Large-eddy simulations (LES) of supercritical flow in a straight-wall, open-channel contraction of 6° and contraction ratio of 2:1 are performed. The LES code solves the filtered Navier-Stokes equations for two-phase flows (water-air) and employs the level-set method. The simulation was validated by replicating a previously reported experiment. Contours of the time-averaged velocities indicate that the flow loses energy and momentum in the contracting channel. Further, secondary currents in the contraction are redistributing momentum and are responsible for local up-and down-flows. The turbulent kinetic energy reaches very high values at the entrance of the contraction, mainly contributed by the streamwise normal stress. The flow contains coherent turbulence structures which are responsible for carrying low-momentum from the bed and the water surface towards the channel centre.

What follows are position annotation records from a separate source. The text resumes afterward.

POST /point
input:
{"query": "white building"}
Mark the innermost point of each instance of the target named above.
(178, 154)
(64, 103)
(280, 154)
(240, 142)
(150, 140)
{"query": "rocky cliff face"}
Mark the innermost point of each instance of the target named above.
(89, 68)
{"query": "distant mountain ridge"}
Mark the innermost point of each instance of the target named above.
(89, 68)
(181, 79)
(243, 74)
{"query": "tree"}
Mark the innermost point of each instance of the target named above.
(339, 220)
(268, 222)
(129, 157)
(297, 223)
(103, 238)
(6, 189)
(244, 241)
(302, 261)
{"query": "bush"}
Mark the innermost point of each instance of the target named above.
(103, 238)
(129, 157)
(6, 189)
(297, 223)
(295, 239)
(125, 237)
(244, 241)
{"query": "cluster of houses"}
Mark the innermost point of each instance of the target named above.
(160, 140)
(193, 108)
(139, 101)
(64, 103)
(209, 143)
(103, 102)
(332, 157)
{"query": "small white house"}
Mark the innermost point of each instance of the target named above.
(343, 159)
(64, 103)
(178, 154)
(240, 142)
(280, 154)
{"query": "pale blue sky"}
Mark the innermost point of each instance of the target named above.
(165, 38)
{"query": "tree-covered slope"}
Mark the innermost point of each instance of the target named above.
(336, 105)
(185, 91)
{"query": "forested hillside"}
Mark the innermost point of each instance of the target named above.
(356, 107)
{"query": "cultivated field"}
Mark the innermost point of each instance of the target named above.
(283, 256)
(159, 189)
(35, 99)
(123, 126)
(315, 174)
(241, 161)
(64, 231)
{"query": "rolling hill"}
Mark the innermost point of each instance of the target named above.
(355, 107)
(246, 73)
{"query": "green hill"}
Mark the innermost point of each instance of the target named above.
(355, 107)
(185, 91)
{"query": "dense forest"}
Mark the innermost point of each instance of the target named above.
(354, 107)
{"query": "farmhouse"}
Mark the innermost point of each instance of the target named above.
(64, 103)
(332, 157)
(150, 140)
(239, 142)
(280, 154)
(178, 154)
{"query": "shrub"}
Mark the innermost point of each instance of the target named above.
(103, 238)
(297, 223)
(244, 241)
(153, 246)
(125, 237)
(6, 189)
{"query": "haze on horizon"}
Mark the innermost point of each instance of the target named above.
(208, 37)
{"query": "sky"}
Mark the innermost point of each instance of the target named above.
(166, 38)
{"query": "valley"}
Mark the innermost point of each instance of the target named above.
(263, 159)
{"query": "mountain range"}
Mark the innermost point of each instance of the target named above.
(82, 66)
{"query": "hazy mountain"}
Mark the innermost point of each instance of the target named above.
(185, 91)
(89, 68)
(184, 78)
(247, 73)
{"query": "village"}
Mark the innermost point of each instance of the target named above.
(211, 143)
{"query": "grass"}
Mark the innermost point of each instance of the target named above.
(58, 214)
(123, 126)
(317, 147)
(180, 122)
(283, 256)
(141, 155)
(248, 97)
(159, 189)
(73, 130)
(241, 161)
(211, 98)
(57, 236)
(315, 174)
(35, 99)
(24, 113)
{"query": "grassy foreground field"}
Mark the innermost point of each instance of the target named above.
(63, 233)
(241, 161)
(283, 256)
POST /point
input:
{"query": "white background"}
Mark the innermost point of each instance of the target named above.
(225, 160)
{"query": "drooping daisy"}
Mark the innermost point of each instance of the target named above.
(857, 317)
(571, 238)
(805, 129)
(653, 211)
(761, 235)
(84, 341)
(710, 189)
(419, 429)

Flow deceleration results in significant turbulence anisotropy in the contracted section. It is shown that mainly pressure drag contributes to the energy loss in the contraction.

对直壁、明渠收缩 6° 和收缩比 2:1 中的超临界流动进行大涡模拟 (LES)。LES 代码求解两相流（水-空气）的过滤 Navier-Stokes 方程，并采用水平集方法。通过复制先前报告的实验来验证模拟。时间平均速度的等高线表明流动在收缩通道中失去能量和动量。此外，收缩中的次级电流正在重新分配动量，并负责局部向上和向下流动。湍流动能在收缩开始时达到非常高的值，主要由流向法向应力贡献。流动包含连贯的湍流结构，这些结构负责将低动量从河床和水面带向通道中心。流动减速导致收缩部分的湍流各向异性显着。结果表明，主要是压力阻力导致收缩中的能量损失。